ようやく理性を取り戻したゼマだったが、冷静さを欠いた今の彼にハルコンを再び動かす事は不可能だった。
だが、そんな事はお構い無しとディラはハルコンを突き倒し、足で踏みつけてハルコンを固定する。



「ぐうっ・・・!」



更にディラは背鰭を青く光せるとハルコンへ火炎を放ち、そのまま火炎を浴びせ続ける。
オリハルコンの装甲もこれには耐えられず、少しずつ溶解して行く。



「うあああああっ!!」



凄まじい衝撃と高温に、ゼマは苦痛の叫びを上げる。
それはまるで、ディラにしてきた攻撃を返されている様だ。
何も出来ないハルコンにそれでも攻撃を止めないディラだったが、そんなディラに何かが命中し、爆発を起こす。

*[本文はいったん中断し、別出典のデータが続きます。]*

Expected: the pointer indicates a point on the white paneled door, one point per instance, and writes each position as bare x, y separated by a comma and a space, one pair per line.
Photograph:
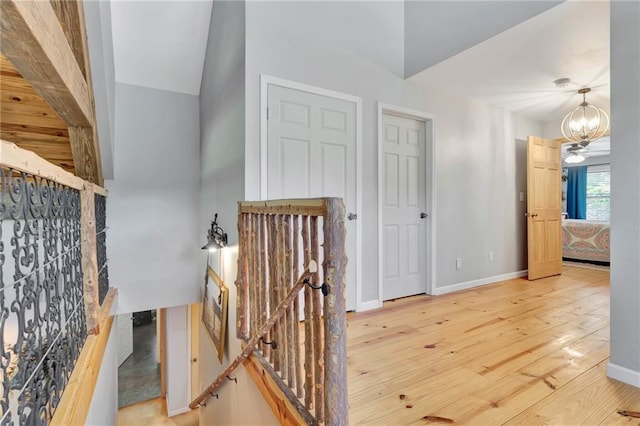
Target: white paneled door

「今ならディラへの攻撃が可能だ!ハルコンに当たらぬよう、正確に射撃せよ!」



ディラに攻撃を加えたのは、闘いを傍観していたレグチュアの部隊だった。
ハルコンの乱入によって傍観するしかなかったが、ハルコンが動かなくなった今こそ好機と睨んだのだ。
レグチュアの撃つ岩塊は全てディラに直撃し、ディラをハルコンから引き離す事に成功した。



グァアアアウ・・・



ディラはレグチュア達に対し攻撃態勢に入ろうとするが、突如それを止め後ろへ翻す。
そしてディラは背を向けたまま、来た道を引き返して行った。



『!?』
『ディラが・・・引き返して行く・・・?』
「よし、攻撃・・・」
『待て。』



レバーの岩塊発射スイッチに手を掛けた部隊長を、無線越しにエンルゥが止める。



「しょ、所長?」
『至急「超兵器」を回収して撤退せよ。これ以上の犠牲は、無駄だ。』
「・・・分かりました。」



こうしてラピュタ防衛戦はディラの逃亡と数々の犠牲、ハルコンの完成度の問題を残して終結したのだった。